Jean Pinet, Baude’s husband, went on trial for the murder of Pierre LeGrain a day later. She stood before a court clerk, the former and current Company of Indies directors, and the governor of Fort Saint-Louis du Sénégal. Baude stated she had gone to bed before the events occurred and slept through the murder. She offered no clear information about when the events took place and the nature of the violence that had occurred. She claimed not to know that her husband had killed anyone or anything about any injuries he incurred. She had heard the insult but said the comments were not a matter of consequence. She continually asserted these claims throughout the interrogation. She protected her husband by not incriminating him in the case.

Despite this protection, Jean Pinet was convicted of the murder and was deported by Company of the Indies back to Nantes, France where he was imprisoned.

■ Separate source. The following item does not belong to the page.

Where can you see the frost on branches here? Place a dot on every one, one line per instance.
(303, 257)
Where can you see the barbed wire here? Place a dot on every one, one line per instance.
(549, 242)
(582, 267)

=== Pinet's deportation to Louisiana ===
In 1726, Pinet was deported again by the Company of the Indies. This time, he was sent from Nantes to Louisiana (then a French colony) to work as a gunsmith. Two years later, Baude would follow. She boarded the ship La Galathée in 1728 as a free woman followed by three of her own slaves. Upon her arrival, Baude had her accompanying slaves confiscated by officials of the Company of the Indies in New Orleans. The reason given was that she had not paid the import duties. She may have been an African woman with property, social connections, and prestige in Senegambia, but she lost her name and her slaves when she moved to Louisiana. In records, she is simply identified as la femme Pinet, or the wife of Pinet.

== Life in New Orleans ==
While there is little to no record of Baude’s life once she reached New Orleans, putting her life into historical context gives a view into what it could’ve been like. Despite not being enslaved herself, over half of the slaves who were brought to Louisiana by the French originated from Senegambia. Senegambia has been described as a 'homogenous culture and a common style of history.' Displacement from one's home and identity without any way of getting it back was just as if not more devastating in the long run. In 1732, slaves accounted for about 29% of the population in New Orleans. At this point, local governments had presented the colony as primarily a slave society.

=== Code Noir ===
Baude, as well as hundreds of thousands of African women living along the Gulf Coast in the early 18th century had lives defined by a lack of resources, isolation, and the shared urge to survive in a hostile environment. This was further perpetuated by a decree from 1685 by King Louis XIV known as Code Noir. This defined the conditions of slavery in French colonies. Among these laws, a fine of 300 livres was imposed on the owner of an enslaved woman who gave birth to a child of mixed race, as well as on the father if he was not the owner. The woman and her child were taken to the hospital to give birth, and they were never freed. Another law was a tax imposed on free people of color who hid runaway slaves. In Louisiana, those who harbored fugitive slaves and who were not able to pay the said tax were sold for the colony’s profit and were re-enslaved.

=== 'Mulatto' ===
Marie Baude is referred to as a ‘mulâtresse’ in colonial records. The term, more commonly ‘mulatto’ (derogatory), is used to describe someone who was born to mixed-race parents. More specifically, it was a term used to dehumanize the offspring of slaves and their owners. ‘Mulatto’ women would balance the line between being submissively enslaved and having a sense of influence. ‘Mulatto’ women who worked in their husbands’ homes had very private roles. However, the use of the word, ‘mulatto’, widened the degree of separation between white colonists and non-white slaves.

== Death and legacy ==
There isn’t much record of Baude's time in New Orleans or her life onward from the 1730s. According to Jessica Marie Johnson, the last time she appeared in any archival record was in the 1731 census. This census shows that she was living with her husband, five enslaved African-descended people, and one white servant in New Orleans. Thanks to Johnson's extensive research and book, "Wicked Flesh: Black Women, Intimacy, and Freedom in the Atlantic World.", Marie Baude has been brought to scholars' attention and further research is being done in order to piece together her life.